Universal Credit couple say they were forced to steal food to feed baby

An Iceland store. Photo: Alwyn Ladell via Flickr (cc).

A young couple say they were forced to steal food to feed their baby after being made to wait weeks for a Universal Credit payment, it has been reported.

Lincolnshire Live reports that Shane Norman and Stacey Lawson used their child’s push chair to conceal food worth £21 from an Iceland store on 5 October last year, claiming they couldn’t continue relying on food banks.

Under Universal Credit new claimants have to wait a minimum of five weeks before receiving their first payment.



A near empty food cupboard. Photo: Oxfam.

The couple appeared at Lincoln Magistrates Court on 14 February this year (2019), charged with theft.

Prosecutor Emma Wright told the court: “On October 5 last year, both Mr Norman and Miss Lawson entered Iceland in Lincoln and concealed a number of items and left the store.

“In interview, they admitted the offence and that it was unlawful. They said they were going to eat the items and wash clothes.”

Defending the couple’s actions, Mark McNeil said: “The couple were caught in a benefits gap as it was changing over to universal credit.

“They were left for weeks without any income. This was an act of desperation.

“Had the benefits been paid on time as they should be, they would have not found themselves in this situation.”

“They could not keep going to the food bank to get their meals”, he said.
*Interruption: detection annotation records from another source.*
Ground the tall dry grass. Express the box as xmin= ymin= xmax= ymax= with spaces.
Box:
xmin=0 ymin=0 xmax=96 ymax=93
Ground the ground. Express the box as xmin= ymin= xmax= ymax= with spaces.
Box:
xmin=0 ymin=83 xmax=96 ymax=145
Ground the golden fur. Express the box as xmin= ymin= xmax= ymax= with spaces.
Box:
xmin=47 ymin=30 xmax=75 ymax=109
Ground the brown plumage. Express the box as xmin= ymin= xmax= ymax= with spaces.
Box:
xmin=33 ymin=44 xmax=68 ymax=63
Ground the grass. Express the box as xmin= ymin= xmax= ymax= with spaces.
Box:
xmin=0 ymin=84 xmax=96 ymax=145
Shane Norman was given a conditional discharge of nine months, and ordered to pay £11 compensation and a victim surcharge of £20.
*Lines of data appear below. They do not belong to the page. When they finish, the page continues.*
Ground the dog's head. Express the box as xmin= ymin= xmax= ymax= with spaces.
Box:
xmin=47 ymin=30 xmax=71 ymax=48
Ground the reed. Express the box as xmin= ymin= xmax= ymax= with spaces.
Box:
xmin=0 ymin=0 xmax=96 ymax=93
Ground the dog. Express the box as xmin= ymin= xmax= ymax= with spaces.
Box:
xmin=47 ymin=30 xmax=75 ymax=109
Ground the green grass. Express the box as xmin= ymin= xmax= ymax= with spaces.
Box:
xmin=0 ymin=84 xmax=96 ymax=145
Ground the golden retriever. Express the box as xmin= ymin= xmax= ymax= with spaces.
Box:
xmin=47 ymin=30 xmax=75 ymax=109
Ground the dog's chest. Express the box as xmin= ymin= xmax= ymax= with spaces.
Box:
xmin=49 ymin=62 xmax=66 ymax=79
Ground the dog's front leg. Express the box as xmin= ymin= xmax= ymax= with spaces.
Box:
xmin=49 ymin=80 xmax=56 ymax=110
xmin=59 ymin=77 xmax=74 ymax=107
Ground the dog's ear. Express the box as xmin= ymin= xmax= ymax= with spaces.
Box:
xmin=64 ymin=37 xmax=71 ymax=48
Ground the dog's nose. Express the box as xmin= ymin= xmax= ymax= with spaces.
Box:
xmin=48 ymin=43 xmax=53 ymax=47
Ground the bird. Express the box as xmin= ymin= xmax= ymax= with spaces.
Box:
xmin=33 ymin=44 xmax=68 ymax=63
His partner Stacey Lawson was also given a conditional discharge of nine months, and ordered to pay £30 compensation and a £20 victim surcharge.

Changes to the controversial Universal Credit payment system mean that claimants can now ask for advance payments that are paid back over time.
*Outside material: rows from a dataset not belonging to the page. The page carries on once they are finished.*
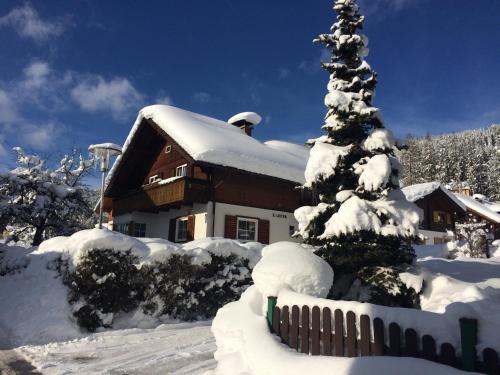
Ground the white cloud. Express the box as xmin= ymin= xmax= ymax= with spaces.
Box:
xmin=21 ymin=61 xmax=51 ymax=90
xmin=193 ymin=91 xmax=212 ymax=104
xmin=0 ymin=3 xmax=64 ymax=42
xmin=71 ymin=76 xmax=143 ymax=119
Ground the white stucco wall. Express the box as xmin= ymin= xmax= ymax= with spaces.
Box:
xmin=214 ymin=203 xmax=299 ymax=243
xmin=113 ymin=202 xmax=298 ymax=243
xmin=419 ymin=229 xmax=453 ymax=245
Work and Pensions Secretary, Amber Rudd MP. Photo: Chris McAndrew [CC BY 3.0]

The news comes soon after Work and Pensions Secretary Amber Rudd (pictured above) admitted to MPs that Universal Credit has pushed people to food banks.

“It is absolutely clear that there were challenges with the initial rollout of Universal Credit”, she told MPs.

“And the main issue that led to an increase in food bank use could have been the fact that people had difficulty accessing their money early enough.

“We have made changes to accessing Universal Credit so that people can have advances, so that there is a legacy run-on after two weeks, of housing benefit, and we believe that will help with food insecurity.”



She continued: “I have acknowledged the fact that people had difficulty accessing the money on time as one of the causes for the growth in food banks.

“But we have tried to address that and one of the principal ways of doing that is ensuring every applicant can have advance payment on the day that they apply.”

In November 2018, the UK’s largest Food Bank network Trussell Trust released figures showing a 13% increase in referrals between April and September 2018, whilst blaming the minimum five week wait for an initial payment of Universal Credit as one of the main causes.

Commenting on those figures, Chief Executive of The Trussell Trust Emma Revie said: “We created systems like our national health service, fire service and benefits system because we’re a country that believes in protecting each other.

“Our benefits system is supposed to anchor any of us from being swept into poverty, but if Universal Credit is to do that, we need to see urgent changes.

“It’s not right that people are being forced to use foodbanks after weeks of waiting for Universal Credit payments.”

Last updated at 21:06 (GMT) on 16 February 2019.